Il ne faut pas croire cependant que cette soumission au pape, tant reprochée à la société, soit pour elle un dogme irrévocable. Tandis que les Jésuites la prêchaient en Europe avec tant de zèle, on pourrait dire de fureur, pour faire accepter la bulle qu’ils avaient fabriquée, ils résistaient à la Chine aux décrets que les souverains pontifes lançaient contre eux sur les cérémonies chinoises : ils allaient même jusqu’à mettre en question, si le pape était en droit de donner une décision sur de pareils sujets.
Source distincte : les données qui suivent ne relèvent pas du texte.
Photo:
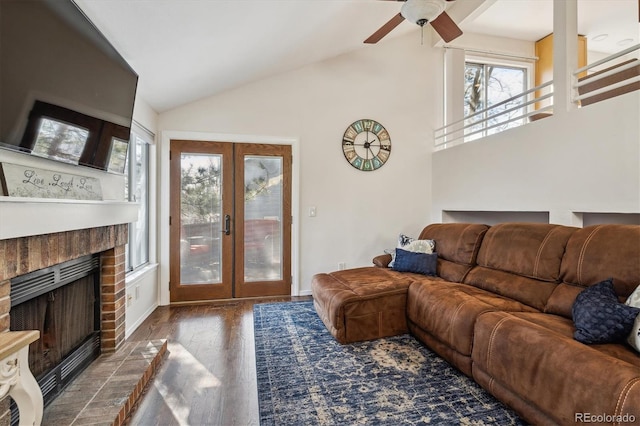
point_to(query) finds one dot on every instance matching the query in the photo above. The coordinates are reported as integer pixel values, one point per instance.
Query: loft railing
(615, 80)
(496, 118)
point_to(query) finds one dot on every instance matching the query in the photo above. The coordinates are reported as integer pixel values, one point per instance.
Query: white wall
(358, 213)
(585, 160)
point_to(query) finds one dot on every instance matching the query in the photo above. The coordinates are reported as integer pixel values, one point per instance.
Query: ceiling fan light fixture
(422, 11)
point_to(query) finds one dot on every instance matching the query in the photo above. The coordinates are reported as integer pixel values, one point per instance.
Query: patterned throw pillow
(411, 244)
(419, 263)
(634, 336)
(599, 317)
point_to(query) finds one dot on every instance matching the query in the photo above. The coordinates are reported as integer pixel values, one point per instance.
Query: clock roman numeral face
(366, 145)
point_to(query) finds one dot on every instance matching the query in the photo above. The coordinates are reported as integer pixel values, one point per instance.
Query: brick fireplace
(22, 255)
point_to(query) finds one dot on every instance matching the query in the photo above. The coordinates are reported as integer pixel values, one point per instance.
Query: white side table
(16, 380)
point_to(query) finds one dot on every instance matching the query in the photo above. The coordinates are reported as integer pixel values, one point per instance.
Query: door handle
(227, 224)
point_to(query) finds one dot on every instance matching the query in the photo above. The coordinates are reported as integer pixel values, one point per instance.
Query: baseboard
(129, 331)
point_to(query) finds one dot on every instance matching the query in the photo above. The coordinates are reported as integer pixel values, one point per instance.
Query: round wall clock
(366, 145)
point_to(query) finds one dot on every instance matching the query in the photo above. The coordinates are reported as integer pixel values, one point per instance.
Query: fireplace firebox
(63, 303)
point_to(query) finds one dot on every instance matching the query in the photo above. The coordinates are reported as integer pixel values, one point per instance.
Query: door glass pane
(262, 218)
(200, 212)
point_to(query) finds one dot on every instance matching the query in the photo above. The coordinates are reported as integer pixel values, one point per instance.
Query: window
(492, 88)
(137, 190)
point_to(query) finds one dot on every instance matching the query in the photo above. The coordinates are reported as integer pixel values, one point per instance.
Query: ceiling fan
(421, 12)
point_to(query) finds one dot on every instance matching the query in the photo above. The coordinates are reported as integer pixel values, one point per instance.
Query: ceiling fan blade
(385, 29)
(445, 26)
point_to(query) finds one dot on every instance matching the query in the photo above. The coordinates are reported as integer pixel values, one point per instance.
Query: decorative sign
(24, 181)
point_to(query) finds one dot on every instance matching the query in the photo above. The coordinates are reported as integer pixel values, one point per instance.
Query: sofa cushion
(598, 252)
(593, 254)
(528, 249)
(448, 311)
(599, 317)
(457, 245)
(362, 303)
(419, 263)
(565, 327)
(521, 261)
(559, 375)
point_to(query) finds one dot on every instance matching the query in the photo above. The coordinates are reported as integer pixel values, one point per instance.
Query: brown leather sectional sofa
(499, 310)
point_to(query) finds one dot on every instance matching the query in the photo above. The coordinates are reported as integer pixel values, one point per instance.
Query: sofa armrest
(382, 260)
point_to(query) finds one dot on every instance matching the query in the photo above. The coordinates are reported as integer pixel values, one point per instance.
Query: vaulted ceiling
(185, 50)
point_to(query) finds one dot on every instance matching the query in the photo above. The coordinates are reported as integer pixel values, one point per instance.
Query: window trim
(483, 60)
(138, 132)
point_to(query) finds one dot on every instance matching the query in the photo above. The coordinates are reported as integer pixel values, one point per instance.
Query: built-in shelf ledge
(23, 217)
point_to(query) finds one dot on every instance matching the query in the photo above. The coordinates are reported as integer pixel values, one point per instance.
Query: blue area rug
(305, 377)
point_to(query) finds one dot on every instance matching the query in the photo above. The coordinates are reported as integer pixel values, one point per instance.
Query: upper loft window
(60, 141)
(491, 104)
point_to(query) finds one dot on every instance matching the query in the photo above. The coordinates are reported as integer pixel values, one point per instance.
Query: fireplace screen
(62, 302)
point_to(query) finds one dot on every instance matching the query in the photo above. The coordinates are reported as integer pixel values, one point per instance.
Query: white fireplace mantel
(23, 217)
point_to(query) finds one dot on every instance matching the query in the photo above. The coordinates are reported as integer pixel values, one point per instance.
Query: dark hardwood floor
(209, 375)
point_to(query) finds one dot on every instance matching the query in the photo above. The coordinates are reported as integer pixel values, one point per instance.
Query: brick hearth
(19, 256)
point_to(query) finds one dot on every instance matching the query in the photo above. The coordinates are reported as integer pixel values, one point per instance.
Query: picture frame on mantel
(32, 182)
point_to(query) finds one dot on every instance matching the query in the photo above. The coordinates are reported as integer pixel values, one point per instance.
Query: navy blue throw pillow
(599, 317)
(419, 263)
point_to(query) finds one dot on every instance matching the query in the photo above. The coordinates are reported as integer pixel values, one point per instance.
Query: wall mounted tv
(65, 92)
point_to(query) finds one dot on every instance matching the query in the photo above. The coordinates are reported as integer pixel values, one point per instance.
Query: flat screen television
(65, 93)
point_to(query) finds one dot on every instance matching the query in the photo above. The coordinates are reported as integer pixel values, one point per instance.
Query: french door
(230, 220)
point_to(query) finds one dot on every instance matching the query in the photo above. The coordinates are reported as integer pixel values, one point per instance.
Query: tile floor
(106, 392)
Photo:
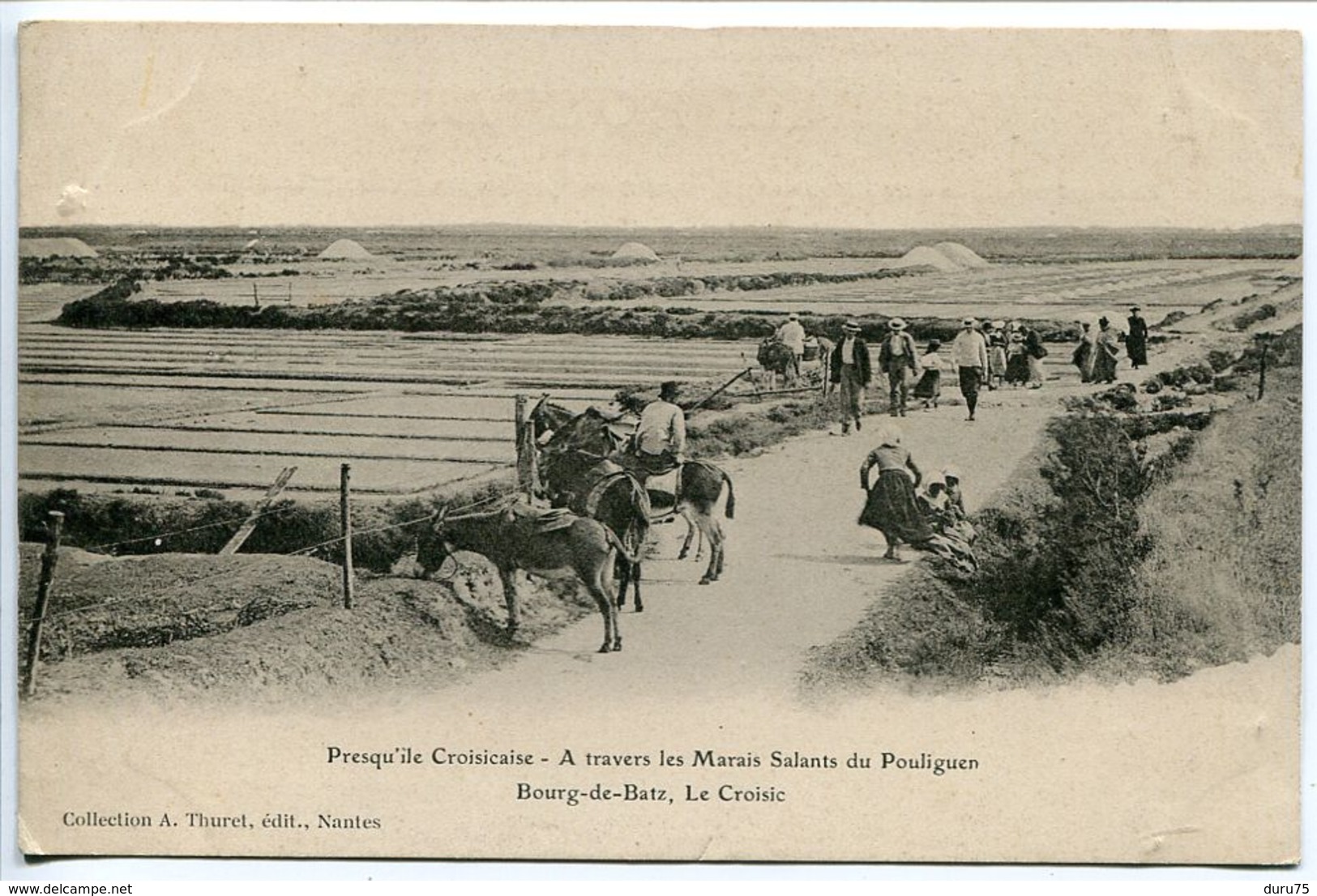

Tant il est vrai que leur prétendu dévouement au pape n’était, pour ainsi dire, que par bénéfice d’inventaire, et sous la condition tacite de favoriser leurs prétentions, ou du moins de ne pas nuire à leurs intérêts.

Quoi qu’il en soit, le parallèle qu’on vient de faire de la doctrine des Jésuites avec celle des autres ordres, est, ce me semble, le vrai point de vue dont on a dû partir dans leur destruction. Parmi tant de magistrats qui ont écrit dans l’affaire de la société de longs réquisitoires, M. de La Chalotais, procureur-général du parlement de Bretagne, paraît surtout avoir envisagé cette affaire en homme d’État, en philosophe, en magistrat éclairé et dégagé de tout esprit de haine et de parti. Il ne s’est point amusé à prouver laborieusement et faiblement que les autres moines valaient beaucoup mieux que les Jésuites ; il a vu de plus haut et plus loin ; sa marche au combat a été plus franche et plus ferme. L’esprit monastique, a-t-il dit, est le fléau des États ; de tous ceux que cet esprit anime, les Jésuites sont les plus nuisibles, parce qu’ils sont les plus puissants ; c’est donc par eux qu’il faut commencer à secouer le joug de cette nation pernicieuse. Il semble que cet illustre magistrat ait pris pour sa devise ces vers de Virgile :

Ductoresque ipsos primum, capita alta ferentes
Cornibus arboreis, sternit ; tum vulgus, et omnem,
Miscet agens telis nemora inter frondea turbam
[1].

La guerre qu’il a faite avec tant de succès à la société n’est que le signal de l’examen auquel il paraît désirer qu’on soumette les constitutions des autres ordres, sauf à conserver ceux qui par cet

  1. Ces vers sont tirés du liv. ier de l’Énéide. Énée aperçoit dans une forêt un grand troupeau, à la tête duquel des cerfs marchaient fièrement ; il donne la chasse. D’abord il jette par terre les chefs de la troupe, qui portaient la tête haute ; il poursuit et disperse ensuite le reste à travers les bois.